Wednesday, April 05, 2006

Security freaks love kiddie porn

Apparently spying on fellow U.S. citizens isn't time consuming enough, as the fourth-ranking official in the U.S. Department of Homeland Security had ample time to engage his predilections in kiddie porn.

In a twist with Foucaldian ramifications, an agency assigned the role of protecting Americans from terrorism, is staffed by individuals who don't see the harm in violating the sanctum of childhood.

Brian Doyle, Homeland Security's spokesperson, was put on administrative leave with pay, as investigations began into allegations that he solicited a minor on line. Authorities indicated that Doyle sent pornographic movie clips, as well as non-sexual photos of himself, to a 14-year-old female.

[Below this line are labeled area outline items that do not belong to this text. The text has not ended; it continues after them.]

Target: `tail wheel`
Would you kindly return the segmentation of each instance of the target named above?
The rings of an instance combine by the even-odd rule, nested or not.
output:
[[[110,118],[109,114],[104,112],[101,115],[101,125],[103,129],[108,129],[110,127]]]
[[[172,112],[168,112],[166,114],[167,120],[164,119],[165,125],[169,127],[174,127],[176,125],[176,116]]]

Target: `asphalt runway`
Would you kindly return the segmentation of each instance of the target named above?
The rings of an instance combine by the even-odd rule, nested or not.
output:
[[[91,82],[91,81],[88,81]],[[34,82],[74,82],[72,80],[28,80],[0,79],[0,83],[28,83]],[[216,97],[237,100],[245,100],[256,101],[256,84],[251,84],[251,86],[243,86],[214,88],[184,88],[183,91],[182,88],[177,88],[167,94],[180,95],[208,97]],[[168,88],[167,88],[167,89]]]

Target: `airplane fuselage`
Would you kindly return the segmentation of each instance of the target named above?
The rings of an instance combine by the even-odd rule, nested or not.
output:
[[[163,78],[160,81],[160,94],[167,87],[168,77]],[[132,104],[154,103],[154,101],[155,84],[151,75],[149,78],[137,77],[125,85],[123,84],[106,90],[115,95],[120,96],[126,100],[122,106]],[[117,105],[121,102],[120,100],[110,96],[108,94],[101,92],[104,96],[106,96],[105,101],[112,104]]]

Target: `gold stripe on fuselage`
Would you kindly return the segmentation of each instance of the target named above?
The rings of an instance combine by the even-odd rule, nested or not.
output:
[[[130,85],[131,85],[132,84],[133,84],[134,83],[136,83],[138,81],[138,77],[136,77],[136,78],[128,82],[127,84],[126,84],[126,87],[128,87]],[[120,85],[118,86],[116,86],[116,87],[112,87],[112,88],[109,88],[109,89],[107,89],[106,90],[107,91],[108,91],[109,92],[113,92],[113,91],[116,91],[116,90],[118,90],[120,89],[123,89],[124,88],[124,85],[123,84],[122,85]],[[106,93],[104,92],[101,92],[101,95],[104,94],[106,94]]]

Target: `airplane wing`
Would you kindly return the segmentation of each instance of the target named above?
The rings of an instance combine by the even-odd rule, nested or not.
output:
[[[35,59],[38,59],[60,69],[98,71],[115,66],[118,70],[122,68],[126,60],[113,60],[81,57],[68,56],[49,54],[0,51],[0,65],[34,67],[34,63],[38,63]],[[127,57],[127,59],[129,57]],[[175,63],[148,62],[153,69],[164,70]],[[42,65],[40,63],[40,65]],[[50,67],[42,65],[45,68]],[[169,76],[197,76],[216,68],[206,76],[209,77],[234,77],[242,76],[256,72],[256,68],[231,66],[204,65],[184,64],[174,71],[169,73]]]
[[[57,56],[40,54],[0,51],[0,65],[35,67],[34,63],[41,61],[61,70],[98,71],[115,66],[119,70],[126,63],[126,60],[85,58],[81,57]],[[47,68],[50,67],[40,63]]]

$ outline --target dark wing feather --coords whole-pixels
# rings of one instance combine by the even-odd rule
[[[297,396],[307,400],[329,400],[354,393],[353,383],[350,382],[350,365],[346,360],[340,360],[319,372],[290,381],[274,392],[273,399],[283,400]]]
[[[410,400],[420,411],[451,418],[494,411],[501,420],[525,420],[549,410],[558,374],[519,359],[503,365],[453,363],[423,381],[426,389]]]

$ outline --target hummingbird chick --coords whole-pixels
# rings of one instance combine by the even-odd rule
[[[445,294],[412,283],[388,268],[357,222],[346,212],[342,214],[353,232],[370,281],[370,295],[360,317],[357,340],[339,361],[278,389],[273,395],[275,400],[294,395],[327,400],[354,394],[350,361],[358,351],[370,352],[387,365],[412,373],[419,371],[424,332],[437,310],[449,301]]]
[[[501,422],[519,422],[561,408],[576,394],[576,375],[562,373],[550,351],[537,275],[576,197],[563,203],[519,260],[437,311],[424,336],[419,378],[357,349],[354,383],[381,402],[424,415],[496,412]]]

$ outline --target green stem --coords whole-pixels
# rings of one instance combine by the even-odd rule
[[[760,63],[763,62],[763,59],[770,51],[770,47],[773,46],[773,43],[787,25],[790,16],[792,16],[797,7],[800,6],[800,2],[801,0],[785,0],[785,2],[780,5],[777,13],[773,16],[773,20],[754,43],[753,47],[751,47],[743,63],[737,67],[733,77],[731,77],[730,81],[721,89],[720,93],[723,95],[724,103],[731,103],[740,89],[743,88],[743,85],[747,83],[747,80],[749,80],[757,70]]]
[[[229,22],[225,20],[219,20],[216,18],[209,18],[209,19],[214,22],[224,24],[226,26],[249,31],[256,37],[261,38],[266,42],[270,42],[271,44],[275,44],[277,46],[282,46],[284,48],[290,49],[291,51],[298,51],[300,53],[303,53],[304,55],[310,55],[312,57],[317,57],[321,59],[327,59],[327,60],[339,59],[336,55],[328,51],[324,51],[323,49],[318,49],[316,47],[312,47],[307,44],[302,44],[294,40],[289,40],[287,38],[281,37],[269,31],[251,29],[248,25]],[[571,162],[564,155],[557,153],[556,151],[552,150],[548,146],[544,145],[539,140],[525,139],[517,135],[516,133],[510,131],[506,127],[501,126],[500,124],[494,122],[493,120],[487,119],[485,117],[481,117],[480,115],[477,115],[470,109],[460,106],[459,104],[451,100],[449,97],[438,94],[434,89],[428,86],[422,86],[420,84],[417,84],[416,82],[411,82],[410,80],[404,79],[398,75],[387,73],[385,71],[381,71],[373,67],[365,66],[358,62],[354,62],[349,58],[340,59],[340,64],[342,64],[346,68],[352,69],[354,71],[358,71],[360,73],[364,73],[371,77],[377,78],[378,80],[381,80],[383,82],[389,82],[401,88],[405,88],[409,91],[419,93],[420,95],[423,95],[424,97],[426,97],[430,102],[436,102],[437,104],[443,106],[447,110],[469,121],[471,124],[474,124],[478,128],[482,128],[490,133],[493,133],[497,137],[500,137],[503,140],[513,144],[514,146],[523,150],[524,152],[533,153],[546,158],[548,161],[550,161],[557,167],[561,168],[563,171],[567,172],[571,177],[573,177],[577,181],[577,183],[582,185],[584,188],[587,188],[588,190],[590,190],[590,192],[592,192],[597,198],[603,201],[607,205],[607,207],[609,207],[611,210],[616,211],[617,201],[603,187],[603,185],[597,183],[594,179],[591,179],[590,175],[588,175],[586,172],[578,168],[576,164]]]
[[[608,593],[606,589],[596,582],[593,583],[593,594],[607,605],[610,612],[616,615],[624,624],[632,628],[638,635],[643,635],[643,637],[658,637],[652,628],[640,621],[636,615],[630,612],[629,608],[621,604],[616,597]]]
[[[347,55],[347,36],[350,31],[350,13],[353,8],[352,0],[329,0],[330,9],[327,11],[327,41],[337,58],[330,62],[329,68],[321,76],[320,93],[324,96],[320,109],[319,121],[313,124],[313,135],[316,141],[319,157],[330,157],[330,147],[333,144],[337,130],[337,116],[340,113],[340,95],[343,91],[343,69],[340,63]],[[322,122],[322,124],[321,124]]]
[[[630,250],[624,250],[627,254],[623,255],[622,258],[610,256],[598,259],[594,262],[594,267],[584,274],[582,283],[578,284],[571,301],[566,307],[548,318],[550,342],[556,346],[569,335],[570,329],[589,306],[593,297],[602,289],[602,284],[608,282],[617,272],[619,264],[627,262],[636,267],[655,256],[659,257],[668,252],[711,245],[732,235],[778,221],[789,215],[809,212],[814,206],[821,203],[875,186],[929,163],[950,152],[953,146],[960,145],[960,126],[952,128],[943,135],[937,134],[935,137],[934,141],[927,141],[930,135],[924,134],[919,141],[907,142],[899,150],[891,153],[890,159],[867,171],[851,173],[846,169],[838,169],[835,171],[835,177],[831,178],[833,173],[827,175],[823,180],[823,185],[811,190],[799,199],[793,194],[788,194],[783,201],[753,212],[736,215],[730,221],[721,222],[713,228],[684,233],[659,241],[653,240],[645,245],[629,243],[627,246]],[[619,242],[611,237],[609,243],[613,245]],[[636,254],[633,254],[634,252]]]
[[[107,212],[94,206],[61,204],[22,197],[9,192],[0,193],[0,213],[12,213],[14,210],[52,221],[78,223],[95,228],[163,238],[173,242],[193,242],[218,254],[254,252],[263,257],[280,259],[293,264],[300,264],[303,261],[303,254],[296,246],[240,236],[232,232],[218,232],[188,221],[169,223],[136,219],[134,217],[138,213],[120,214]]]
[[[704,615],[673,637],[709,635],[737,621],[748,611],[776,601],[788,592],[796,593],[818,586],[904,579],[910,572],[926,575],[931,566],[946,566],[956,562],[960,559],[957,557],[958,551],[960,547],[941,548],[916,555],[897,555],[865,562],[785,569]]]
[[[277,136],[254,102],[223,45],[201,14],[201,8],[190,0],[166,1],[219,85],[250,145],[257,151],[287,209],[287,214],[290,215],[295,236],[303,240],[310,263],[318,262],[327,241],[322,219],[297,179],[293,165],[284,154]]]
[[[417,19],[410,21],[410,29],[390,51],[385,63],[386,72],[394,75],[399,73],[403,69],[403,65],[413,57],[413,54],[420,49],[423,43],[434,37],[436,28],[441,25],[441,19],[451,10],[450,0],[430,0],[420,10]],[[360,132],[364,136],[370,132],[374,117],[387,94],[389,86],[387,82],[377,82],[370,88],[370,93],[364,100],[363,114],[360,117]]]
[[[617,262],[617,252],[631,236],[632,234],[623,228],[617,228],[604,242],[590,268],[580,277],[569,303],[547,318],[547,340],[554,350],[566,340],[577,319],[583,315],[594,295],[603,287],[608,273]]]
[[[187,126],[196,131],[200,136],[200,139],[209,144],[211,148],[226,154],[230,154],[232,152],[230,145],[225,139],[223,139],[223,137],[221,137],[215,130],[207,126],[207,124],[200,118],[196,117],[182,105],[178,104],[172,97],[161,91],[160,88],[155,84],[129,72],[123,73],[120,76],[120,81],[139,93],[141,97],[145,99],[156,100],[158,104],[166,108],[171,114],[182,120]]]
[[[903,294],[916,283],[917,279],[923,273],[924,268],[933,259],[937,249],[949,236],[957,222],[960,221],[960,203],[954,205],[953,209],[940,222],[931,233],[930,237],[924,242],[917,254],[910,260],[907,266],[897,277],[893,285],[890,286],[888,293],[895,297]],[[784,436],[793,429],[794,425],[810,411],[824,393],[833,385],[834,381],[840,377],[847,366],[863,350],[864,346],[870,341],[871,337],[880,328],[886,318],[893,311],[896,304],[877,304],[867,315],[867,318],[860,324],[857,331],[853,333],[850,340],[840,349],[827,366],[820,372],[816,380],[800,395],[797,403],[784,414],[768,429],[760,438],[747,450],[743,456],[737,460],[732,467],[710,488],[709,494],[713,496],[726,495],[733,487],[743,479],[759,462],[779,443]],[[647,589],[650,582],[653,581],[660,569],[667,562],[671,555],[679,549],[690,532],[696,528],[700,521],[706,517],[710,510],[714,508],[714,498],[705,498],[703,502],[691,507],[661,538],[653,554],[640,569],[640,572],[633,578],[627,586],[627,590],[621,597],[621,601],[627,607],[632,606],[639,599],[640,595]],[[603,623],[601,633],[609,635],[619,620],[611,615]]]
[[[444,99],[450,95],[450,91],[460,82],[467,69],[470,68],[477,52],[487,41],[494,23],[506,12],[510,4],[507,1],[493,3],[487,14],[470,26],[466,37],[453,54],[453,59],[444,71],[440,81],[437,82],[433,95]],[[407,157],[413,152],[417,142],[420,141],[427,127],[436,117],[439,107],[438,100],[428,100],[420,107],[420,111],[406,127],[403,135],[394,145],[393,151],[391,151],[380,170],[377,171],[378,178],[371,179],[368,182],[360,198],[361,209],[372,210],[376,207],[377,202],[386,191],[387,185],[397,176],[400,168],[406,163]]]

Apparently, one of the photos, released by the sheriff's office, shows Doyle in what appears to be DHS headquarters. He is wearing a Homeland Security pin on his lapel and a lanyard that says "
TSA".

We all should be asking hard questions of our rulers, particularly when they arrogantly assume they have some G-d-given right to rule over us. What human frailty are they lacking that makes them worthy to spy on us, confiscate civil liberties and run roughshod over us.

Obviously, men like Doyle are no better than you and I and I make the case that he and his fellow perverts and twisted lot fall far short of most of the citizens that they think they need to keep an eye on.

2 comments:

weasel said...

It appears that, in the words of Colonel "Bat" Guano from Dr. Strangelove that the defense of our nation is indeed in the hands of "deviated preverts."

Nice to see that the Feds have secured their own computer networks and properly screened their folks before they set out to wire tap folks and subpoena internet search records.

Man, I miss the good old days, when the head of the FBI was an old fashioned red white and blue crossdresser. You have to laugh, or else you'll die crying.

Jim said...

I choose laughter, at least today. Check out my latest post on KOTNC, for a good gutbuster.